📈 Custom Graph Sigma:
The CustomSplineSigma node is designed to facilitate the creation and manipulation of sigma values through a customizable spline graph. This node allows you to define a curve using control points, which can be adjusted to shape the sigma values according to your specific needs. The primary benefit of this node is its ability to interpolate sigma values smoothly between defined points, providing a flexible and intuitive way to control the noise schedule in AI art generation processes. By leveraging linear, quadratic, or cubic interpolation methods, the node ensures that the transition between sigma values is seamless, enhancing the quality and precision of the generated outputs. This node is particularly useful for artists who wish to have granular control over the noise levels in their creative workflows, allowing for more nuanced and refined results.
📈 Custom Graph Sigma Input Parameters:
curve_data
The curve_data parameter is a JSON string that contains the control points for the spline curve. These control points define the shape of the curve, which in turn determines how the sigma values are interpolated. If no curve data is provided, default control points are used, starting at {"x": 0.0, "y": start_y} and ending at {"x": 1.0, "y": end_y}. This parameter is crucial as it directly influences the interpolation process and the resulting sigma values. The curve data should be structured correctly to avoid errors during processing.
start_y
The start_y parameter specifies the starting value of the sigma at the beginning of the curve. This value is used to scale and shift the interpolated sigma values to ensure they start at the desired level. It is important for setting the initial noise level in the generated output.
end_y
The end_y parameter defines the ending value of the sigma at the end of the curve. Similar to start_y, this value is used to adjust the interpolated sigma values so that they conclude at the specified level. It helps in determining the final noise level in the output.
steps
The steps parameter indicates the number of discrete sigma values to generate along the curve. A higher number of steps results in a finer granularity of sigma values, allowing for more detailed control over the noise schedule. This parameter is essential for defining the resolution of the sigma interpolation.
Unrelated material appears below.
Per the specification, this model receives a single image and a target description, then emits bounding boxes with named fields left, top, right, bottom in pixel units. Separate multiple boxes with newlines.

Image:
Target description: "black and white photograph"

📈 Custom Graph Sigma Output Parameters:
control_points
The control_points output provides the list of control points used to define the spline curve. These points are crucial for understanding the shape and behavior of the curve, as they directly influence the interpolation of sigma values.
sigmas
The sigmas output is a tensor containing the interpolated sigma values generated from the spline curve. These values are used to control the noise schedule in AI art generation, and their smooth transition ensures high-quality results. The sigmas are scaled and shifted to match the specified start_y and end_y values, providing a customized noise profile.
📈 Custom Graph Sigma Usage Tips:
- Ensure that your
curve_datais correctly formatted as a JSON string with valid control points to avoid errors during processing. - Adjust the
stepsparameter to control the granularity of the sigma values; more steps provide finer control but may increase computation time. - Use the
start_yandend_yparameters to set the desired range for your sigma values, ensuring they align with your artistic goals.
📈 Custom Graph Sigma Common Errors and Solutions:
[ 📈 Custom Graph Sigma] Bad input: <error_message>
- Explanation: This error occurs when the
curve_datais not properly formatted or contains invalid data. - Solution: Verify that your
curve_datais a valid JSON string with correctly defined control points. Ensure there are no syntax errors or missing values.
Interpolation error due to non-unique x values
- Explanation: The interpolation process requires unique x values for the control points, and duplicate x values can cause errors.
- Solution: Ensure that all x values in your control points are unique. If necessary, slightly adjust the x values to maintain uniqueness while preserving the curve's shape.